Provisional restorations reduced the count of Lactobacillus species and S mutans in the dentin. Proper sealing of the cavity alone is able to reduce the microbial count in carious dentin because of the limited amount and complexity of the available nutrients, regardless of the material used.35, 36 Furthermore, the high pH of calcium hydroxide (approximately 9.5) causes damage to organelles and cellular lysis,37 and the low pH of RMGI during the initial setting (approximately 4.0) affects the production of adenosine triphosphate and causes structural damage to the bacterial membrane because of the presence of hydrogen ions.38 It is important to emphasize that the dentin was contaminated despite the reduction in the microbiota after the placement of provisional restorations. However, the presence of bacteria under the restoration does not indicate the necessity of reentry to remove the carious tissue completely.

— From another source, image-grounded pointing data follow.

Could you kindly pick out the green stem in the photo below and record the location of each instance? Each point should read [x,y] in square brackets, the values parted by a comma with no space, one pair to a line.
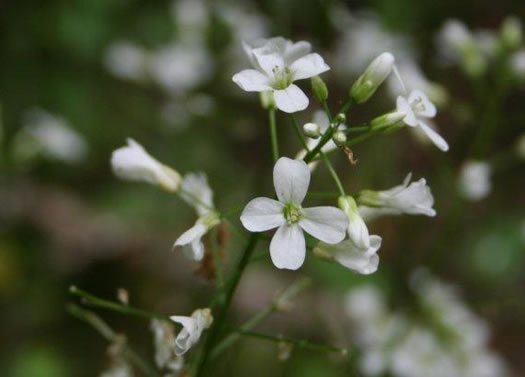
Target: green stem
[228,295]
[114,306]
[298,132]
[273,134]
[111,336]
[279,301]
[296,342]
[333,173]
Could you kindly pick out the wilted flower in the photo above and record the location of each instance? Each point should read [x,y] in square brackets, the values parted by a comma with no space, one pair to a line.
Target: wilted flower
[133,163]
[278,63]
[417,106]
[413,199]
[474,180]
[192,328]
[287,249]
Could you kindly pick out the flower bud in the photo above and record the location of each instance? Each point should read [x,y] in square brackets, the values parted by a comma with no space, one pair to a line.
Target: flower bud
[312,130]
[340,118]
[511,32]
[319,89]
[387,120]
[339,138]
[267,101]
[375,74]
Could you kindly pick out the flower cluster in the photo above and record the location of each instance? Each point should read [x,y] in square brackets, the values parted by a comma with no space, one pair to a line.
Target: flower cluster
[444,339]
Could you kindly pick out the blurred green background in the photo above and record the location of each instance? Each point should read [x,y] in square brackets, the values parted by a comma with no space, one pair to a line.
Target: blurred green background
[67,223]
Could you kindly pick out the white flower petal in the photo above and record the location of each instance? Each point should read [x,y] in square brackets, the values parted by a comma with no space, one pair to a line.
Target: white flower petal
[291,99]
[434,136]
[252,80]
[291,179]
[287,248]
[262,214]
[403,106]
[327,224]
[308,66]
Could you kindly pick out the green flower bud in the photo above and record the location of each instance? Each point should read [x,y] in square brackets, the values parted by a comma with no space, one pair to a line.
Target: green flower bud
[339,138]
[372,78]
[387,120]
[511,32]
[312,130]
[319,89]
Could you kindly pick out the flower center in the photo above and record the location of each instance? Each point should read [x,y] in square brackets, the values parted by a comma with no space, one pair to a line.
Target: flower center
[282,78]
[292,213]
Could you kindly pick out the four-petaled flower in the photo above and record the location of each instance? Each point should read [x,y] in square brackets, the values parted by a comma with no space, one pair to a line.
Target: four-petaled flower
[287,249]
[418,106]
[277,63]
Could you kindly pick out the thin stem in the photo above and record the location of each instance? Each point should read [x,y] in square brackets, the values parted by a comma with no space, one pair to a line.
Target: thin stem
[228,295]
[273,134]
[280,300]
[298,132]
[114,306]
[333,173]
[299,343]
[111,336]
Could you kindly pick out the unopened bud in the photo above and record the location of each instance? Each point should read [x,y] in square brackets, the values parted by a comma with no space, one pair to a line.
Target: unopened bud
[375,74]
[312,130]
[387,120]
[339,138]
[267,101]
[319,89]
[340,118]
[511,32]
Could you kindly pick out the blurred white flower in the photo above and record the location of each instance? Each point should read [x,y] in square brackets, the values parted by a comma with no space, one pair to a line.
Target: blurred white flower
[417,106]
[133,163]
[51,136]
[408,198]
[180,67]
[474,180]
[126,60]
[277,63]
[165,346]
[363,39]
[192,328]
[287,249]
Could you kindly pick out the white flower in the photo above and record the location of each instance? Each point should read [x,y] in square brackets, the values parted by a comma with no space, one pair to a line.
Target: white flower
[192,328]
[49,135]
[413,199]
[278,63]
[191,240]
[360,260]
[417,106]
[291,179]
[165,346]
[133,163]
[196,192]
[474,180]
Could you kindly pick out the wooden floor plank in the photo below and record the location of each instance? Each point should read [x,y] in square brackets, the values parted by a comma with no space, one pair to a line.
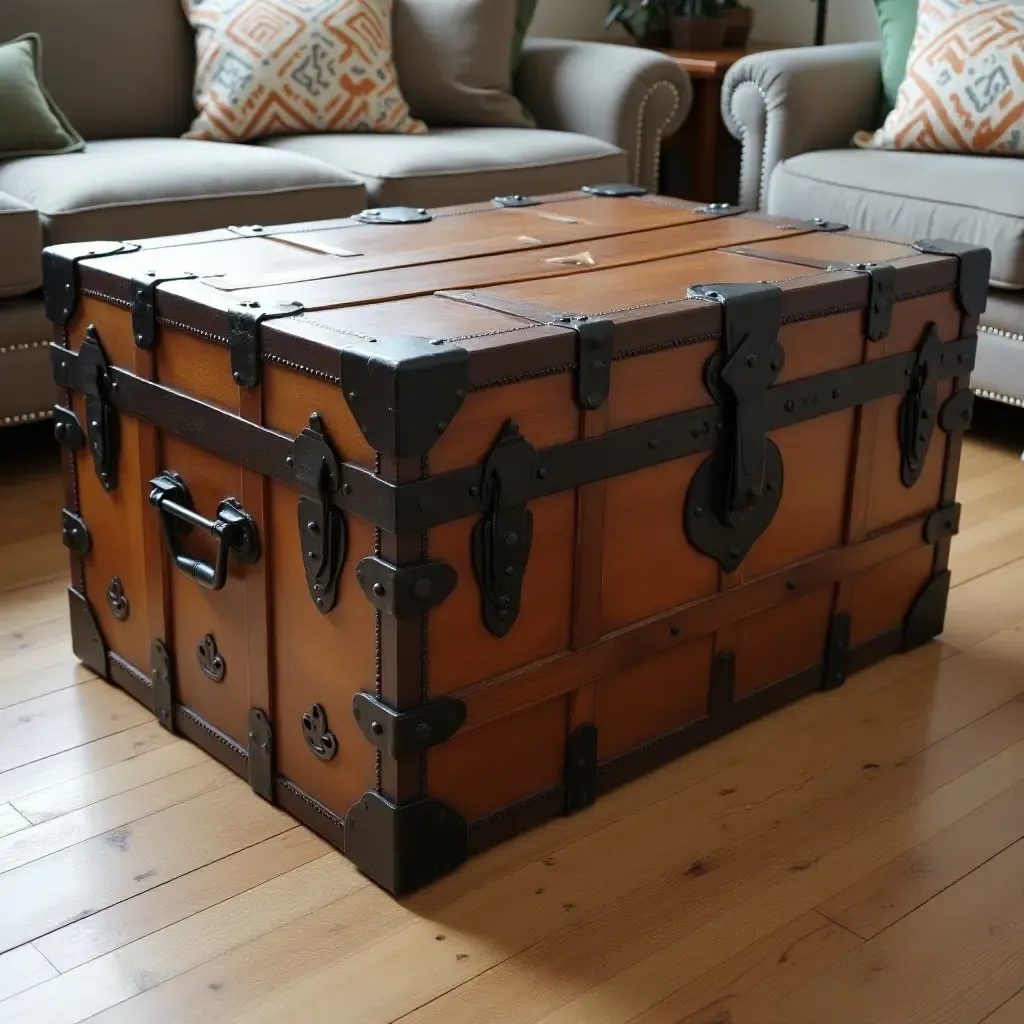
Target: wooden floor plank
[139,771]
[152,961]
[597,883]
[113,813]
[1012,1012]
[59,721]
[881,899]
[20,969]
[28,686]
[757,976]
[11,820]
[207,886]
[68,765]
[74,884]
[956,958]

There is no evidence that bacteria remaining under restorations led to progression of carious lesions.39
The results of our clinical trial demonstrate that the placement of a calcium hydroxide liner under provisional restorations during stepwise excavation does not improve the short-term outcomes when compared with the use of RMGI alone. For the data analyses, we followed the ITT approach and attributed the most unfavorable clinical outcomes (lack of pulp vitality and no alteration in secondary outcomes) to patients who did not return for follow-up. Therefore, we probably overestimated the adverse effects of partial caries removal on pulp vitality and underestimated the changes in secondary outcomes from the provisional restorations. Conversely, using ITT data analyses reduces the occurrence of unknown bias.24 A limitation of our clinical trial was the absence of follow-up of definitive restorations, given that a delayed pulp response can occur and should be evaluated in further studies.